How much will this strawberry buttercream cover?
This Strawberry Buttercream recipe makes enough frosting for around 2-3 cups, which is enough to cover 2-3 dozen cookies. If planning to use this strawberry buttercream for whoopie pies: it fills 18-20 whoopie pies (depending on the size of the whoopie pies and how thick you like the frosting in between). For cupcakes: this strawberry frosting will cover roughly 2 dozen cupcakes. For cake: This amount of strawberry buttercream will give you enough frosting for a layer of frosting on a 13 by 9 inch sheet cake. If you wish to frost a 2-3 8 or 9 inch layer cake, then I recommend doubling the recipe.
Step 1: Blend enough hulled and sliced strawberries to make 1 cup of strawberry puree. If needed you can add a splash of water to get the strawberries to blend down.
Can I use frozen strawberries in this fresh strawberry frosting?
You can also use frozen strawberries in this recipe. Simply thaw the berries, then drain off any excess liquid that may have accumulated during the freezing and thawing process.

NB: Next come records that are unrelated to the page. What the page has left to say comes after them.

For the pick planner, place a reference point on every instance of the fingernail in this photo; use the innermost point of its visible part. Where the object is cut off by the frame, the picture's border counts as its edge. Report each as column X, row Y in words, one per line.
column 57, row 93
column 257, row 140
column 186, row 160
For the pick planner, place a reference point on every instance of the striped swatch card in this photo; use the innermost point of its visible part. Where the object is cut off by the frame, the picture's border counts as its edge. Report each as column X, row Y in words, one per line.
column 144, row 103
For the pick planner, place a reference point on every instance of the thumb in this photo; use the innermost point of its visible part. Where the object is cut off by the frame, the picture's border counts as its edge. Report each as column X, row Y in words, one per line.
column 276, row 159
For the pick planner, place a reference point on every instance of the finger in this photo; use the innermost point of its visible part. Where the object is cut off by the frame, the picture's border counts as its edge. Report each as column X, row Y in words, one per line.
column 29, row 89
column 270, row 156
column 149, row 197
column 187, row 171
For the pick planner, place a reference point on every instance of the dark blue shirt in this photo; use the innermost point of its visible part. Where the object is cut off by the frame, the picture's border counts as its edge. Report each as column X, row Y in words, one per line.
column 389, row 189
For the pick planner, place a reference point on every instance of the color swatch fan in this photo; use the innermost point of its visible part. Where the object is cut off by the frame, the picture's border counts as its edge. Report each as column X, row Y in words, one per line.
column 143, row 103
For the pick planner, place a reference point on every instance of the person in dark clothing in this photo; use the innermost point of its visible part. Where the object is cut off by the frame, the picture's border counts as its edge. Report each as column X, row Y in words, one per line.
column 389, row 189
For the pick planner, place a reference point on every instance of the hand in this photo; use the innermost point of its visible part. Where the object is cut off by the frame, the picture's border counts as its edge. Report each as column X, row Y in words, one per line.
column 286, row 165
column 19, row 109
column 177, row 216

Step 2: Once the puree is smooth and no lumps remain, place one cup of puree into a small saucepan and bring to a light boil. Cook and stir the puree for around 10 minutes (more or less) until reduced to one half cup and the mixture is nicely thickened. *see note. Refrigerate the puree for an hour or two until completely chilled.
Why is it taking so long for the strawberry puree to cook down?

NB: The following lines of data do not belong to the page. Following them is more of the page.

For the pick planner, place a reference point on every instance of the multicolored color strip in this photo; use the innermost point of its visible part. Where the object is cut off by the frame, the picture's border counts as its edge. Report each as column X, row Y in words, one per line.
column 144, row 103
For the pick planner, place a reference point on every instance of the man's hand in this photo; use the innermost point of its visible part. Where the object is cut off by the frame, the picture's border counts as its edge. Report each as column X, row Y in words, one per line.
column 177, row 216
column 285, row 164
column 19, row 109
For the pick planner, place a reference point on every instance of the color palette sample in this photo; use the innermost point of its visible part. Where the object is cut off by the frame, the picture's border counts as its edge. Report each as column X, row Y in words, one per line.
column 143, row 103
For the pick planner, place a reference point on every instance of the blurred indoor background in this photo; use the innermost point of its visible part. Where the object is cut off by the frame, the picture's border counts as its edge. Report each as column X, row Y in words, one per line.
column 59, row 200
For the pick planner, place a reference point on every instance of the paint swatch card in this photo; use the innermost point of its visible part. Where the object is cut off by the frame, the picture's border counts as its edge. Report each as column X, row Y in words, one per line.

Cooking the strawberry puree down will take some patience, but it is worth the wait! The puree will turn thick and pudding like once half of the liquid is evaporated. Once the 1 cup of puree is reduced to 1/2 cup and has a nice thick structure, then it is ready to be chilled for the frosting.
Step 3: Using a hand mixer, combine the softened butter with vanilla extract and salt. Add 5 cups of the confectioner’s sugar and mix in until only pea sized lumps remain. Add the 1/2 cup of chilled strawberry puree and mix only until well combined into the frosting.
Will this frosting hold up to heat?
Because this frosting is butter based it does not hold up to heat as well as a shortening based frosting would. Use your discretion and taste to decide how much confectioner’s sugar you wish to add to stiffen the frosting. For cupcakes I tend to add more confectioner’s sugar to get the frosting to keep its shape. For cookies I like to add less, because we tend to prefer things less sweet and cookie frosting doesn’t need to be quite as stiff, just spreadable.
Step 4: If needed, additional confectioner’s sugar can be added to get the frosting stiffer for piping on to cupcakes, etc. If the frosting is too stiff, you can add a tablespoon or so of milk or cream. To avoid separation, do not over-mix the frosting once the strawberry puree is added.
Pipe or spread the frosting with a spatula onto cookies, cakes and more. Enjoy!
If you are not planning to use this strawberry buttercream right away, you can keep it in the refrigerator and simply let it warm back up to room temperature before frosting your cakes, cupcakes or cookies. This frosting will also keep at room temperature for 2-3 days.